Main Outcomes and Measures
Diagnostic accuracy of the SACS-R and SACS-PR was determined by comparing children’s likelihood for autism with their diagnostic outcome using clinical judgment based on standard autism assessments (Autism Diagnostic Observation Schedule–Second Edition and Autism Diagnostic Interview–Revised).
Results
A total of 13 511 children (female: 6494 [48.1%]; male: 7017 [51.9%]) were monitored at least once with the SACS-R at their 12-, 18-, and 24-month-old routine maternal and child health consultations (mean [SD] age, 12.3 [0.59] months at 12 months; 18.3 [0.74] months at 18 months; 24.6 [1.12] months at 24 months) and followed up at their 42-month maternal and child health consultation (mean [SD] age, 44.0 [2.74] months) with SACS-PR (8419 [62.3%]). At 12 to 24 months, SACS-R showed high diagnostic accuracy, with 83% positive predictive value (95% CI, 0.77-0.87) and 99% estimated negative predictive value (95% CI, 0.01-0.02). Specificity (99.6% [95% CI, 0.99-1.00]) was high, with modest sensitivity (62% [95% CI, 0.57-0.66]). When the SACS-PR 42-month assessment was added, estimated sensitivity increased to 96% (95% CI, 0.94-0.98). Autism prevalence was 2.0% (1 in 50) between 11 and 30 months of age and 3.3% (1 in 31) between 11 and 42 months of age.
Conclusions and Relevance
The SACS-R with SACS-PR (SACS-R+PR) had high diagnostic accuracy for the identification of autism in a community-based sample of infants, toddlers, and preschoolers, indicating the utility of early autism developmental surveillance from infancy to the preschool period rather than 1-time screening. Its greater accuracy compared with psychometrics of commonly used autism screening tools when used in community-based samples suggests that the SACS-R+PR can be used universally for the early identification of autism.

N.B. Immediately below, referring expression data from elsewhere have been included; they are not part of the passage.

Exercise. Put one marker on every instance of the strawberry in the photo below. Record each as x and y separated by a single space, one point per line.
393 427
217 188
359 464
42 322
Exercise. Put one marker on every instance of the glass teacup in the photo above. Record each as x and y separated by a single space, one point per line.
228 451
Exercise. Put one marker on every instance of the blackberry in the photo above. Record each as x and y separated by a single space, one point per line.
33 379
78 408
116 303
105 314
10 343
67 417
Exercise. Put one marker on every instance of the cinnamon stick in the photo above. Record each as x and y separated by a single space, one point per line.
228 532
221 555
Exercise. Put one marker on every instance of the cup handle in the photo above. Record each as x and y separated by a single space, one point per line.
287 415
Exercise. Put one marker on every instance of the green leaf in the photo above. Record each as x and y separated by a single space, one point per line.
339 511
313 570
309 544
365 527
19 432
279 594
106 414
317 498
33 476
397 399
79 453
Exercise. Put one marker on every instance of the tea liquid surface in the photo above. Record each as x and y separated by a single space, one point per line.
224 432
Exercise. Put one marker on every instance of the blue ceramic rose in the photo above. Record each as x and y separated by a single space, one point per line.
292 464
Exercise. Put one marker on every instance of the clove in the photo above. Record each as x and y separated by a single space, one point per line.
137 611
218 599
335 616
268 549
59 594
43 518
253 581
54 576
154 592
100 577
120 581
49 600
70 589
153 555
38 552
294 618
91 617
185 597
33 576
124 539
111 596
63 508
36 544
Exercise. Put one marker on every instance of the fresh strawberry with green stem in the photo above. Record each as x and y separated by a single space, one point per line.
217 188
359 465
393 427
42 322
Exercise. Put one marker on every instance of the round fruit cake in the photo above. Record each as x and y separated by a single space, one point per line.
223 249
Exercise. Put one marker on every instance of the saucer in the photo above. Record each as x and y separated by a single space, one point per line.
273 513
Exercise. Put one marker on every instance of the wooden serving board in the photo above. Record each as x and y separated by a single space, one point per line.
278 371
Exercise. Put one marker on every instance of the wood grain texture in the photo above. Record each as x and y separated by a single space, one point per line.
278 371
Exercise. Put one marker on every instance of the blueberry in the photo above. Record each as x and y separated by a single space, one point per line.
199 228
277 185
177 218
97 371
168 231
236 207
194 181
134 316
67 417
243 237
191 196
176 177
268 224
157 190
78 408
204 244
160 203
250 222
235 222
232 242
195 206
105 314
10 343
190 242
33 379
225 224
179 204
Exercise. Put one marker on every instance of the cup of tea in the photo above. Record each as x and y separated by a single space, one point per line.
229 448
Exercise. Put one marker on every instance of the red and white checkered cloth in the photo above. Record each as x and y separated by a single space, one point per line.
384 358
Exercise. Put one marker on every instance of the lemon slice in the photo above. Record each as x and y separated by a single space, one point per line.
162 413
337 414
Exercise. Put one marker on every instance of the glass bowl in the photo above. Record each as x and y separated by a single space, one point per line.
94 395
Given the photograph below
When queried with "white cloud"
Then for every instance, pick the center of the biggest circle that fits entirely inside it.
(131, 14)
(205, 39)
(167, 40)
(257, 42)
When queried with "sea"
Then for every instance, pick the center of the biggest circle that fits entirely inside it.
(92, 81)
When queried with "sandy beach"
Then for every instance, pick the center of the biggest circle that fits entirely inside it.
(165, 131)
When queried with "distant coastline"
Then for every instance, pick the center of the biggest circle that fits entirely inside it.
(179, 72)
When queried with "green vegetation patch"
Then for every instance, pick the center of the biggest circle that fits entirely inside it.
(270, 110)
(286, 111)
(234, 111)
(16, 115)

Approximately 2% of individuals worldwide are on the autism spectrum,1,2 with some studies reporting a prevalence of 4% or higher.3 Early identification is crucial for children on the autism spectrum and their families because it facilitates early diagnosis, and access to supports and services, which greatly improves outcomes4-7; however, the mean age of diagnosis in childhood is still approximately 4 years.8,9 Early identification can be achieved via single-time autism screening in the general population (level 1 tools) or targeted groups (level 2 tools), such as siblings of children on the autism spectrum or those in clinical settings (eg, hospitals). Other approaches include developmental surveillance during which children are repeatedly monitored over time.10,11 The information source can also vary, with tools using parental or caregiver report, professional observations, or a combination of both.12,13
Many early autism screening tools exhibit limited accuracy and sensitivity and, in some cases, limited reporting of sufficient psychometrics to determine overall diagnostic accuracy, particularly in community-based samples.13,14 A recent systematic review14 noted that few level 1 and 2 autism screeners had undergone multiple validation studies that reported positive predictive values (PPVs) and negative predictive values (NPVs), with several studies reporting neither value. In a systematic review15 of universal autism screening in primary care, including the Infant-Toddler Checklist (ITC)16 and the Modified Checklist for Autism in Toddlers (M-CHAT) and its iterations,17-19 the authors noted that few studies included sufficient participant numbers to establish population sensitivity, specificity, and PPV. In addition, psychometric properties reported were modest and/or wide-ranging, indicating lack of, or inconsistency in, the diagnostic accuracy of these tools.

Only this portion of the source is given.